Novel Imidazole–Imidazolate Metal Complex Based Proton Conductor

Fuel cells rely on water as a proton conduction medium, and hence frequently struggle to operate at temperatures above 100 °C. To address this problem, a group of Japanese scientists created a brand-new hydrogen-bonded starburst-shaped metal complex made up of six imidazole-imidazolate groups and the ruthenium (III) ion.

Even at 180 °C and −70 °C, the final single molecular crystal exhibits excellent proton conductivity.

Fuel cells are getting a lot of attention as people turn to more sustainable and environmentally friendly energy sources. The main benefit of using fuel cells is that they can produce electricity using only water as a by-product while using clean fuel hydrogen. All current lithium-ion batteries that power modern electronics could be replaced by this new, clean source of electricity.

The Nafion membrane, an ionic membrane made of synthetic polymers, is used in most fuel cells as a solid electrolyte that conducts proton in water. However, the use of water as a proton conduction medium has a significant disadvantage for the fuel cell in that it is unable to operate properly at temperatures above 100 °C, the point at which water begins to boil, which results in a decrease in proton conductivity.

New proton conductors are therefore required, ones that can transfer protons effectively even at such high temperatures.

A team of Japanese researchers recently reported a novel imidazole–imidazolate metal complex-based high-temperature proton conductor that exhibits efficient proton conductivity even at 147 °C. The team was led by Prof. Makoto Tadokoro from the Tokyo University of Science (TUS).

The group included Dr. Fumiya Kobayashi from TUS; Dr. Tomoyuki Akutagawa and Dr. Norihisa Hoshino from Tohoku University; Dr. Hajime Kamebuchi from Nihon University; Dr. Motohiro Mizuno from Kanazawa University; and Dr. Jun Miyazaki from Tokyo Denki University.

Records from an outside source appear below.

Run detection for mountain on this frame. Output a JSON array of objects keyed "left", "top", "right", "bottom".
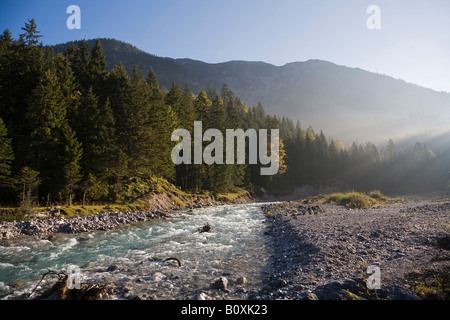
[{"left": 53, "top": 39, "right": 450, "bottom": 144}]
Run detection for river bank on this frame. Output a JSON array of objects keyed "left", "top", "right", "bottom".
[
  {"left": 0, "top": 192, "right": 254, "bottom": 240},
  {"left": 255, "top": 200, "right": 450, "bottom": 300}
]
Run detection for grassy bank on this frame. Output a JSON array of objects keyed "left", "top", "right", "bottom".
[
  {"left": 0, "top": 179, "right": 250, "bottom": 221},
  {"left": 308, "top": 190, "right": 392, "bottom": 209}
]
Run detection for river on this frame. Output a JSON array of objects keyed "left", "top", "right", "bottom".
[{"left": 0, "top": 204, "right": 270, "bottom": 300}]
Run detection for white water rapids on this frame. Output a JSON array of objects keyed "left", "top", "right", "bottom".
[{"left": 0, "top": 204, "right": 270, "bottom": 299}]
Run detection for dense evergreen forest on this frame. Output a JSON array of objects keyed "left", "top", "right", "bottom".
[{"left": 0, "top": 20, "right": 450, "bottom": 205}]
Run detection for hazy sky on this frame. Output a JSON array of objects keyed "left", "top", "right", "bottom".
[{"left": 0, "top": 0, "right": 450, "bottom": 92}]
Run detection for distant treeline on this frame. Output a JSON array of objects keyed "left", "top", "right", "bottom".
[{"left": 0, "top": 20, "right": 450, "bottom": 205}]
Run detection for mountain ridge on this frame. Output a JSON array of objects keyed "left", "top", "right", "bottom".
[{"left": 51, "top": 38, "right": 450, "bottom": 143}]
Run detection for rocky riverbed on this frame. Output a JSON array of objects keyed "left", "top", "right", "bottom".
[
  {"left": 251, "top": 200, "right": 450, "bottom": 299},
  {"left": 0, "top": 194, "right": 251, "bottom": 240}
]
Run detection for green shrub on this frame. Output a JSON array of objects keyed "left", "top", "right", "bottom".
[{"left": 321, "top": 190, "right": 389, "bottom": 209}]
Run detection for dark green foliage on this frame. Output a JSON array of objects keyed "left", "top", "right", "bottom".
[
  {"left": 0, "top": 20, "right": 450, "bottom": 207},
  {"left": 0, "top": 118, "right": 14, "bottom": 188}
]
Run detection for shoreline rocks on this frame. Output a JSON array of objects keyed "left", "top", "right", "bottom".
[
  {"left": 0, "top": 192, "right": 253, "bottom": 241},
  {"left": 257, "top": 200, "right": 450, "bottom": 300}
]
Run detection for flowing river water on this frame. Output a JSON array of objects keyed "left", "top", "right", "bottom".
[{"left": 0, "top": 204, "right": 270, "bottom": 299}]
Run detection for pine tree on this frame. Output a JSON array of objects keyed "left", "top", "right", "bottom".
[
  {"left": 0, "top": 118, "right": 14, "bottom": 187},
  {"left": 147, "top": 70, "right": 178, "bottom": 180},
  {"left": 19, "top": 19, "right": 42, "bottom": 47},
  {"left": 62, "top": 125, "right": 83, "bottom": 206}
]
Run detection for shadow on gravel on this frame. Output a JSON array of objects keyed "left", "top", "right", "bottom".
[{"left": 255, "top": 217, "right": 320, "bottom": 299}]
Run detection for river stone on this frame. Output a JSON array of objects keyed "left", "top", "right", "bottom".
[
  {"left": 211, "top": 277, "right": 228, "bottom": 290},
  {"left": 236, "top": 276, "right": 247, "bottom": 284}
]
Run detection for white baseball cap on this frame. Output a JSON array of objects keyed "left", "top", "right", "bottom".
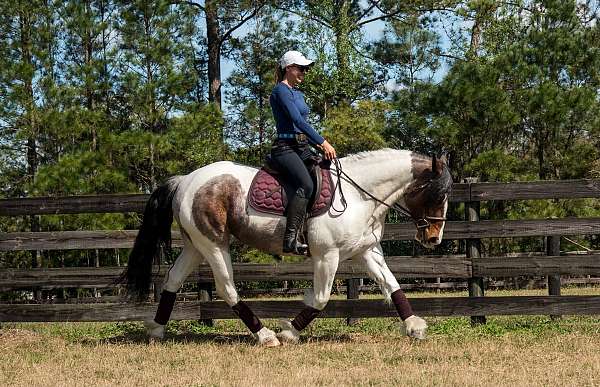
[{"left": 279, "top": 51, "right": 315, "bottom": 69}]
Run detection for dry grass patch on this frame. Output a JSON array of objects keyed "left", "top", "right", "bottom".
[{"left": 0, "top": 289, "right": 600, "bottom": 386}]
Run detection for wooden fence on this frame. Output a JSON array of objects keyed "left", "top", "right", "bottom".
[{"left": 0, "top": 180, "right": 600, "bottom": 322}]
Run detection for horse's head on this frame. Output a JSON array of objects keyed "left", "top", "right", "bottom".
[{"left": 404, "top": 153, "right": 452, "bottom": 248}]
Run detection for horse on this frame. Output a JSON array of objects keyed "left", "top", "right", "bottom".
[{"left": 123, "top": 149, "right": 452, "bottom": 347}]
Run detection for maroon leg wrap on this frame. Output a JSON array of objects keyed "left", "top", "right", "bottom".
[
  {"left": 231, "top": 301, "right": 262, "bottom": 333},
  {"left": 292, "top": 306, "right": 321, "bottom": 331},
  {"left": 392, "top": 289, "right": 414, "bottom": 321},
  {"left": 154, "top": 290, "right": 177, "bottom": 325}
]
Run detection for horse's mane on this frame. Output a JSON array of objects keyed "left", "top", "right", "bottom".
[{"left": 344, "top": 148, "right": 410, "bottom": 162}]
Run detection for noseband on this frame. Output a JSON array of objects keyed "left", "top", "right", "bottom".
[
  {"left": 414, "top": 215, "right": 446, "bottom": 230},
  {"left": 332, "top": 159, "right": 446, "bottom": 232}
]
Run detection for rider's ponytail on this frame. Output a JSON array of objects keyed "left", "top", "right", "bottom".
[{"left": 275, "top": 63, "right": 285, "bottom": 84}]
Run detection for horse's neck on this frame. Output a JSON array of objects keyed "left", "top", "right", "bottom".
[{"left": 340, "top": 149, "right": 413, "bottom": 218}]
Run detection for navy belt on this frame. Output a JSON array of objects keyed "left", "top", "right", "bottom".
[{"left": 277, "top": 133, "right": 307, "bottom": 141}]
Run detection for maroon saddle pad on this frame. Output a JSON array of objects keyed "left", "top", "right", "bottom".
[{"left": 248, "top": 166, "right": 335, "bottom": 218}]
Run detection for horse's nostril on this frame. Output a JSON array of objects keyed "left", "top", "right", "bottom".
[{"left": 427, "top": 237, "right": 438, "bottom": 245}]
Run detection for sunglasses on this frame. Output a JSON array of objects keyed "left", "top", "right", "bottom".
[{"left": 294, "top": 65, "right": 309, "bottom": 73}]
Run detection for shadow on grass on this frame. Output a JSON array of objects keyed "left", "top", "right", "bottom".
[{"left": 84, "top": 331, "right": 354, "bottom": 346}]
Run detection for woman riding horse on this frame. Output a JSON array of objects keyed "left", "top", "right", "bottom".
[{"left": 269, "top": 51, "right": 336, "bottom": 255}]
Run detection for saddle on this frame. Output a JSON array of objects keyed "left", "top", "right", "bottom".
[{"left": 248, "top": 158, "right": 335, "bottom": 218}]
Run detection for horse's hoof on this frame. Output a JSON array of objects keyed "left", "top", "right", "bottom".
[
  {"left": 277, "top": 320, "right": 300, "bottom": 344},
  {"left": 144, "top": 320, "right": 165, "bottom": 343},
  {"left": 404, "top": 315, "right": 427, "bottom": 340},
  {"left": 256, "top": 327, "right": 281, "bottom": 347}
]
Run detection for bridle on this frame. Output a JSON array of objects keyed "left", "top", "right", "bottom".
[{"left": 331, "top": 159, "right": 446, "bottom": 232}]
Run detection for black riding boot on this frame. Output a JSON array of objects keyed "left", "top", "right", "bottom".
[{"left": 283, "top": 188, "right": 308, "bottom": 255}]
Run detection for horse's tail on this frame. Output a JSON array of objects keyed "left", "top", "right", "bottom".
[{"left": 119, "top": 176, "right": 182, "bottom": 301}]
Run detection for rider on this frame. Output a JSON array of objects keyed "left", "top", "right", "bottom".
[{"left": 269, "top": 51, "right": 336, "bottom": 255}]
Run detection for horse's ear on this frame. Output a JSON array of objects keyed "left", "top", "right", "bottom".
[{"left": 440, "top": 153, "right": 448, "bottom": 165}]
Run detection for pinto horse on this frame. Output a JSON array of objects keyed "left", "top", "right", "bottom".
[{"left": 124, "top": 149, "right": 452, "bottom": 346}]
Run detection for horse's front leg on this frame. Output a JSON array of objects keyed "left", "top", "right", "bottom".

Imidazole, a nitrogen-containing organic compound, has gained popularity as an alternative proton conductor for its ability to operate even without water. However, it has a lower proton transfer rate than conventionally used Nafion and melts at 120 °C.

Makoto Tadokoro, Professor, Tokyo University of Science

“To overcome these issues, we introduced six imidazole moieties into a ruthenium (III) ion to design a new metal complex that operates as a multi-proton carrier and has high temperature stability,” detailed Prof. Tadokoro when asked about the rationale behind the study.

The research was published on June 27^th, 2022, in the Chemistry - A European Journal and featured on the front cover of the journal.

The group created a new molecule with a central ruthenium (III) ion (Ru³⁺) and three imidazole (HIm) and three imidazolate (Im⁻) groups attached. The resulting single molecular crystal had a “starburst” shape and was very symmetrical.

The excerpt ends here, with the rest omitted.